People's United Front was a Post Poll Alliance of 7 Political parties and Independents formed in a Convention at Khanna on 4 March 1967, in Punjab after the election of 1967.

==Background==
In 1962 Shiromani Akali Dal was divided into Akali Dal - Sant Fateh Singh and Akali Dal - Tara Singh. In 1967, the 4th General election was held in Punjab and no Party got Majority in the newly elected house. Indian National Congress was single largest party with 48 seats. On 4 March 1967, Gurnam Singh was elected as its leader and he called on Governor of Punjab and pressed his claim to form Government and on 8 March 1967, United Front formed its Government in Punjab

==Members==
The members who joined the Front were as follow:

| S. No. | Party |  | Legislators |
|---|---|---|---|
| 1 |  | Akali Dal - Sant Fateh Singh Group | 24 |
| 2 |  | Bharatiya Jana Sangh | 9 |
| 3 |  | Communist Party of India | 5 |
| 4 |  | Communist Party of India (Marxist) | 3 |
| 5 |  | Republican Party of India | 3 |
| 6 |  | Akali Dal - Master Tara Singh Group | 2 |
| 7 |  | Socialist Party | 1 |
| 8 |  | Independent | 6 |
| Total |  |  | 53 |

==Common Minimum Programme==
The People's United Front was formed on the basis of 11-Points CMP and these were:
- 1 - To provide clean and good administration,
- 2 - To make Punjab strong and prosperous,
- 3 - To exempt land revenue for holding up to five acres,
- 4 - To rehabilitate and develop industry and trade,
- 5 - To raise food production by providing incentives to peasants,
- 6 - To provide tax relief to people in urban areas,
- 7 - To ameliorate the lot of Schedule Caste and Backward Classes and distribute surplus cultivable land to the landless,
- 8 - To increase the emoluments and improve living conditions of Government employees,
- 9 - To appoint tribunal to investigate all charges of corruption and nepotism in high places,
- 10 - To fix sales tax at source and to lessen the hardship experienced by the trading community at the hands of the 'inspector raj' and
- 11 - To guarantee adequate wages and dearness allowance and improve the working conditions of the workers.

==Upheavals==
On 5 April 1967 the United front government suffered defeat in the state vidhan sabha when the amendment to the motion of thanks to the Governor moved by the leader of the Congress opposition was adopted. The amendment sought to regret the omission in the Governor's address of the assurance to the use of Punjabi language up to the secretariat level. Amendment was carried out by 53 votes to 49 in a 104-member house, including the speaker.
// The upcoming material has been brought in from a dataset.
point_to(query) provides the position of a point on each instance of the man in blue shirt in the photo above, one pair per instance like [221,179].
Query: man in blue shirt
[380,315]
It was than expected that either the United Front would quit office or seek vote of confidence in the house. The opposition made and uproarious demand for the resignation of the United front ministry, failing which, the dismissal of the ministry. Gurnam Singh vigorously contended that the acceptance of the opposition amendment did not amount to rejection of any of the policies of the government. He held the view that the government was more genuinely interested in the adoption of Punjabi more than the Congress Party.

==No-confidence motion==
On 25 May 1967 and No-confidence motion against the United front Minister was admitted. Lachhman Singh Gill charged the Congress and state vidhan sabha with using 'corrupt methods' to manoeuvre defections and alleged that that Congress had spent rupees one lakh in just 8 days to purchase members. On the next day the United front government won over the confidence of the house by securing 57 votes in favour and 46 against and the house was adjourned sine die. On the same day, Harcharan Singh Hudiara announced the formation of Akali Dal. This became the third Akali Dal in the state, the other two having been led by Sant Fateh Singh and master Tara Singh. The formation of the third Akali Dal and the eclipse of Sant Fateh Singh by the Rebel leader Harcharan Singh Hundiara, was reminiscent of the Sant's own ouster to Tara Singh.

==Fall of Government==
On 22 November 1967 before the Punjab Legislative Assembly met for its winter session Lachhman Singh Gill revolted and defected along with 16 legislators from the United Front and formed new party named Punjab Janta Party. On the same day, Sant Fateh Singh, the president of the Akali Dal rushed to Chandigarh in a bid to bring about a rapprochement between Gurnam Singh and Lachhman Singh but did not succeed in his efforts. Ultimately, on the same day Gurnam Singh tendered the resignation of his ministry. Governor accepted the resignation but asked the Gurnam Singh to continue in office till an alternative arrangement was made. After 3 days, Lachhman Singh Gill formed new Government. After this, Alliance ceased to work.